Benji wyraźnie odczuwa ból emocjonalny, a jego historia jest niejasna: przez lata nie robił wiele, aż do niedawnego zamieszania. (Bliżej był z jej babcią, „realistką z dawnych czasów”, o której chciałabym dowiedzieć się więcej.) Choć Culkin gra go z kradnącą sceny, energetyczną intensywnością, pozostaje bohaterem filmowym, bardziej antagonistą Piotrusia Pana niż dorosłego. Potrafi być męczący, ale łatwo przywiązuje się do innych grupowych turystów Kaplanów w Polsce, których przyciąga osobiste powiązanie z żydowskością lub traumą. Dziadkowie rozwódki Marcii (Jennifer Grey) z Flinty w Los Angeles również uciekli przed Holokaustem; starsze małżeństwo Mark (Daniel Oreskes) i Diane (Liza Sadovy) mają polsko-żydowskie pochodzenie; Eloge (Kurt Egyiawan) uniknął ludobójstwa w Rwandzie i w Kanadzie przeszedł na judaizm. Will Sharpe wykazuje doskonałe wyczucie komedii – najwięcej śmiechu wywołuje w umiarkowanie zabawnym filmie – i wnosi wyraźną wrażliwość na Jamesa, nieżydowskiego przewodnika z wykształceniem w Oksfordzie, który po prostu stara się dać z siebie wszystko w dziwnej pracy.

Nakręcony w Polsce, w tym w obozie koncentracyjnym na Majdanku, „A Real Pain” ma uwodzicielski, surowy klimat tego miejsca.

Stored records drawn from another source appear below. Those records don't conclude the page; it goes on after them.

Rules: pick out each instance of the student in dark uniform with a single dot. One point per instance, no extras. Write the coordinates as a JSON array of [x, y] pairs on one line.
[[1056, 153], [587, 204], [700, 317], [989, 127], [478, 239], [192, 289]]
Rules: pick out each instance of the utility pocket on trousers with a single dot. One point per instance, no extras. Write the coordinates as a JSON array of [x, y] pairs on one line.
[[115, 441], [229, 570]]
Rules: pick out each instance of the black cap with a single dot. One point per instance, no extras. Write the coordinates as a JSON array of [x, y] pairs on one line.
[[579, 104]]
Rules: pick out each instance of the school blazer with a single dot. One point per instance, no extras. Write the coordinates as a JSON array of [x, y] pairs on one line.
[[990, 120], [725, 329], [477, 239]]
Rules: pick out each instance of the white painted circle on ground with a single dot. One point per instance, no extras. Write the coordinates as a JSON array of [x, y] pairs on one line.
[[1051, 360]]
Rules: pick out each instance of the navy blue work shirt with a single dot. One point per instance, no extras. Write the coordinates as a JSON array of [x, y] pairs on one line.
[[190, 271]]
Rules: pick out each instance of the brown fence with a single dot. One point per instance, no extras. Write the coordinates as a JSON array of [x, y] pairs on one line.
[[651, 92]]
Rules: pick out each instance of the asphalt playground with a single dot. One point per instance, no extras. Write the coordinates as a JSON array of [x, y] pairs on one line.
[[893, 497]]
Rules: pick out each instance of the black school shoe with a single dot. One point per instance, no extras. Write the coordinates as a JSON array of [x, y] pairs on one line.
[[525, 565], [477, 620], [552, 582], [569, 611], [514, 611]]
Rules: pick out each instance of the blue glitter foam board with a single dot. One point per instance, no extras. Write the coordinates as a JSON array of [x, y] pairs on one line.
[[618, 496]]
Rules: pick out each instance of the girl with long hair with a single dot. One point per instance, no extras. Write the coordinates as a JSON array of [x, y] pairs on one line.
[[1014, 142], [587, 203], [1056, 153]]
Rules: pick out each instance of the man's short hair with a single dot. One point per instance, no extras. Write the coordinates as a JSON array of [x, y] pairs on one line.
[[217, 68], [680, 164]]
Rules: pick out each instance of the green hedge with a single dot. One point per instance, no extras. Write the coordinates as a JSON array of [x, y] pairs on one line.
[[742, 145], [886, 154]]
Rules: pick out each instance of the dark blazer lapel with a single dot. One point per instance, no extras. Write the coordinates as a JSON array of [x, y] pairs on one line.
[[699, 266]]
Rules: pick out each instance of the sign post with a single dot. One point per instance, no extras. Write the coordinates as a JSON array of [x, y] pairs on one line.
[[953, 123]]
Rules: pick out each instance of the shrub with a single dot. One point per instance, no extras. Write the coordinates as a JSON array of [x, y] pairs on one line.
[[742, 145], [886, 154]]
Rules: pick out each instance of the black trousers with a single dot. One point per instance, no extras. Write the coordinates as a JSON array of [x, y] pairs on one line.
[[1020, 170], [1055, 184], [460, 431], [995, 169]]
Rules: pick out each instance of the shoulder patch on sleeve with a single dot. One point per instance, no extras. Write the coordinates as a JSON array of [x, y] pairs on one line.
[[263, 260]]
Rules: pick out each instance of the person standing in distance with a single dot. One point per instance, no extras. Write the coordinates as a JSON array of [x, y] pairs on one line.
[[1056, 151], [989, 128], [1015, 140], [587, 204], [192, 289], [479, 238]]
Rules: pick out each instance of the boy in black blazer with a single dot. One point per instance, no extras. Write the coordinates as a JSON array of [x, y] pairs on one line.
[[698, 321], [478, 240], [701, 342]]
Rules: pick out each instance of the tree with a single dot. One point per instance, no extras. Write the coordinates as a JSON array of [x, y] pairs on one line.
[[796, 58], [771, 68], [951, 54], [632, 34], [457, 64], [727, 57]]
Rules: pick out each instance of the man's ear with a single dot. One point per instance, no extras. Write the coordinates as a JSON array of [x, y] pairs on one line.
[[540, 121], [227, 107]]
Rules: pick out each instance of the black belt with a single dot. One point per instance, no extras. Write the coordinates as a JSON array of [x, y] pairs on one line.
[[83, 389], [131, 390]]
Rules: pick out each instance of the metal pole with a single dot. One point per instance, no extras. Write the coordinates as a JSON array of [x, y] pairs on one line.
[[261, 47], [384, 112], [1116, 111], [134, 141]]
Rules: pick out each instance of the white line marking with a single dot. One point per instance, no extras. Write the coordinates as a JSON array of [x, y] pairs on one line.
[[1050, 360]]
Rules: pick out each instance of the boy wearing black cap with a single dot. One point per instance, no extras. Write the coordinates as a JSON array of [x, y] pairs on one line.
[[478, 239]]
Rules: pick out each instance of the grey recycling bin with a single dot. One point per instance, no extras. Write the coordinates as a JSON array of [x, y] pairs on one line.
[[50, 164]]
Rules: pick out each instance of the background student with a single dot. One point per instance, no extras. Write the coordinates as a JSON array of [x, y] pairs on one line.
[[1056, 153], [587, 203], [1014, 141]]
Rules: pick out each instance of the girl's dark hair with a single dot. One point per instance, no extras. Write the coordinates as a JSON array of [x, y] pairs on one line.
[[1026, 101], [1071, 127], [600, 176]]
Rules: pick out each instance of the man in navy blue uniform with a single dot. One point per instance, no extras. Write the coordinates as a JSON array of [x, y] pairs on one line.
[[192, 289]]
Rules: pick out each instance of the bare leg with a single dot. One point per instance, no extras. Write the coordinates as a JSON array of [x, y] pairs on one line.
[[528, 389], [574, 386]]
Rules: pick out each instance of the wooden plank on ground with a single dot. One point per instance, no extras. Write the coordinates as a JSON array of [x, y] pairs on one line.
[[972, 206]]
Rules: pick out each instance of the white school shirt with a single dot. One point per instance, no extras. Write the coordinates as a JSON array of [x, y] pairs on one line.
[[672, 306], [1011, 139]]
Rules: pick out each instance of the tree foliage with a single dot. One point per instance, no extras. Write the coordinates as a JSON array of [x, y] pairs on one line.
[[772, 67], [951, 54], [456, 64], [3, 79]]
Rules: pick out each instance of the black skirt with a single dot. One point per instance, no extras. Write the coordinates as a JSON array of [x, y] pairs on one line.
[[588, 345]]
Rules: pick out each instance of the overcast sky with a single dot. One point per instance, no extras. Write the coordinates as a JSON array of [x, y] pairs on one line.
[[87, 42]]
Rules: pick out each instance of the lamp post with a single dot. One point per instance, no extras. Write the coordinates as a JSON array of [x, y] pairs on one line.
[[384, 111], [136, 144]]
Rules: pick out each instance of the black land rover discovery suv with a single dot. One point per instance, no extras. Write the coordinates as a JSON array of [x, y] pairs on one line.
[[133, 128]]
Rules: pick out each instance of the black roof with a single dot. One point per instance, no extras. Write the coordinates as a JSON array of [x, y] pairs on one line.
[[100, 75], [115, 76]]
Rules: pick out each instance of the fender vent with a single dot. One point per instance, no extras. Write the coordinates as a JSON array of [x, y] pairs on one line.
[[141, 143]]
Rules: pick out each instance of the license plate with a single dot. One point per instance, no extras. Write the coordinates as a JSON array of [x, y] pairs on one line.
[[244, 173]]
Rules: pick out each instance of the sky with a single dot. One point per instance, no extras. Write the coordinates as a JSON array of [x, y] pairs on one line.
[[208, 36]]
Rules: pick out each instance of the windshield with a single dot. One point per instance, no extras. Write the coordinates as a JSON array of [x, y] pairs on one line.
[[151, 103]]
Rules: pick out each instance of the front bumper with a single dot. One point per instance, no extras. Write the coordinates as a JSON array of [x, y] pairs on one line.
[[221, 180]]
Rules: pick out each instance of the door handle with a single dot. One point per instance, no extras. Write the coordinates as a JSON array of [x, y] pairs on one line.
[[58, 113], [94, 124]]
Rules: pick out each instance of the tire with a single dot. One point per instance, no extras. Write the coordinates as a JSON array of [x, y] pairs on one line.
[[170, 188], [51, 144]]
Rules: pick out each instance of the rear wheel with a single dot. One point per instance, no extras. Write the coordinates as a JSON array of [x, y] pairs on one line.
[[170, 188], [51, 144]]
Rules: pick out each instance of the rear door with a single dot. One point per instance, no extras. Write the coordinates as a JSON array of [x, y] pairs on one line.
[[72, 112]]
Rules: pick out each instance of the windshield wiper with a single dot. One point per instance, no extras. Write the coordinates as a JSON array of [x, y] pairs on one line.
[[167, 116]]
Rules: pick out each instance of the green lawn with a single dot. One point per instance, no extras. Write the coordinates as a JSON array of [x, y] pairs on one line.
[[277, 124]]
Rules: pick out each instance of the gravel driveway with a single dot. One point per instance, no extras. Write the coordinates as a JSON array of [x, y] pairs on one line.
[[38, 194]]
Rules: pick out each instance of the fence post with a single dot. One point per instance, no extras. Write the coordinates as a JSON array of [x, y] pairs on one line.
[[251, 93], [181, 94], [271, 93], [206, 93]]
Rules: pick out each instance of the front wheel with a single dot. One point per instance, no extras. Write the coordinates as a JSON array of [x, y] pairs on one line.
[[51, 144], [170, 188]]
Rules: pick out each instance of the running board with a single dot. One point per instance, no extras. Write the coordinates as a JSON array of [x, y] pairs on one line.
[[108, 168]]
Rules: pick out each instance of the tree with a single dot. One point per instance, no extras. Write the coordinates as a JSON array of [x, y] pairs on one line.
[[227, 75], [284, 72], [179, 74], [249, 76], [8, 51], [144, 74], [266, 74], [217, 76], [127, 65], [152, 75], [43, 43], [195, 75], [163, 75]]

Eisenberg i operator Michał Dymek uwieczniają Warszawę, Lublin i polską wieś ciekawym okiem i nie zawsze w sposób efektowny. Powrót do tak strasznego, świętego miejsca oznacza także mnóstwo graffiti, komunistycznego brutalizmu, nijakich pokoi hotelowych i pociągów.

Jednak bujne krajobrazy miejskie i wyostrzony instynkt wizualny Eisenberga, pozwalający wyczuć emocjonalną klaustrofobię, bledną w porównaniu z intensywnością rytmu filmu. David musi wyjść ze swojej głowy, a Benji tęskni za czymś PRAWDZIWYM, pełnymi literami; Wskaż symboliczny moment, dyskusję tematyczną, reakcję ujawniającą charakter, podważoną przez coś dziwacznego, żałosnego lub upokarzającego, powtórz. „A Real Pain” czasami wnikliwie porusza temat cierpienia, czasem jest zabawny, trochę ujmujący, trochę pretensjonalny, często suchy. Innymi słowy, bardzo typowe.